Due to damaged connections, lost nodes, or links, systems may transition from a thriving, active state into a collapsed, inactive state. When this occurs, repair is needed to bring the network back to its original structure so that normal function can resume.

One way to revive the failed network is to restore its lost connections, but a network doesn’t always spontaneously return to life after failure. It must be reignited to jumpstart activity, much like jumper cables bring a car battery back to life.

The structure of complex networks has been deeply investigated over the years, focusing primarily on predicting dynamic behavior. More recently, research has shifted to focus on influencing behavior.

In a study recently published in the journal Nature Physics (Reviving a failed network through microscopic interventions), researchers from Bar-Ilan University in Israel show how a system can be steered towards the desired behavior to revive a failed network. They derived a two-step recovery process based on restructuring, repairing damage, and reigniting, to spark the network into activity.

In the first stage, damaged links are restructured – by building new connections or repairing broken ones – to bring the system back to a point where it can regain its functionality. Next, the researchers identified the recoverable phase in which the network can be driven towards functionality by controlling just a single node. This node is externally activated for a limited time. Gradually it spreads a signal to the other components, much like a domino or ripple effect, reigniting the entire network and bringing it back to life.

“We can use our networks to create a macroscopic change in system behavior with just a local microscopic intervention,” says Prof. Baruch Barzel, of Bar-Ilan University’s Department of Mathematics, Data Science Institute, and Gonda (Goldschmied) Multidisciplinary Brain Research Center, who supervised the research together with Prof. Shlomo Havlin, of the Department of Physics at Bar-Ilan. “We can also determine under which conditions the recovery process is possible. If a network is stronger and more connected, it’s easier to repair. If it’s sparser and the connections are weaker, it is more difficult,” adds Barzel, who also heads the University’s Complex Network Dynamics Lab.

The two-step revival strategy has shown particular promise in steering a failed microbiome back to functionality. In the human gut, some bacteria fight inflammation, while others promote it. When the gut works as it should, these two types keep each other in check. But when that delicate balance gets disrupted, following antibiotic treatment, for example, inflammatory bacteria may reach critical levels, potentially leading to microbiome dysfunction.

In the restructuring phase of revival, nutrients such as sugar were introduced to impact the network structure — for example, to reduce a competitive link or enhance a cooperative connection, in consultation with microbiome expert Dr. Amir Bashan, of Bar-Ilan University’s Department of Physics.

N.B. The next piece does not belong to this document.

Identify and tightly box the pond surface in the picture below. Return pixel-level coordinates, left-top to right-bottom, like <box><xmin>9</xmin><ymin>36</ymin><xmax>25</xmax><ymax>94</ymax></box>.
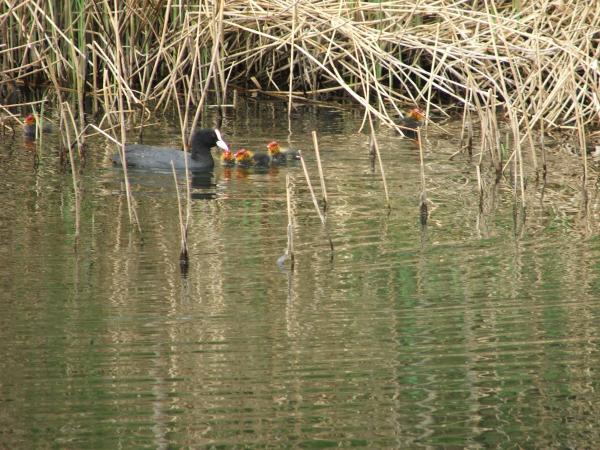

In the reigniting phase, a detailed map of the microbial species in the gut facilitated the evaluation of each node’s reigniting capacity. Candidate reigniter species were ranked based on their potential to revive the system. A single species deemed a top-ranked reigniter was controlled with probiotics, which led to system recovery and a gradual return to an active state.

“We can trigger the recovery of all the microbiome in the human gut by taking probiotics,” says Ph.D. candidate Hillel Sanhedrai, of the Department of Physics at Bar-Ilan University, who co-authored the study. “When the bacterial population in the gut is more sparse, we determine which species are the best candidates to receive probiotics and jumpstart recovery of the entire system to bring it back to its healthy norm. And further, we’ve created guidelines for strengthening the connections in the network by adding nutrients such as glucose.”

In the future, the researchers hope to develop a systematic method to recognize how many and which nodes are efficient reignites, as well as determine the impact of intervention in the activity of more than a few nodes.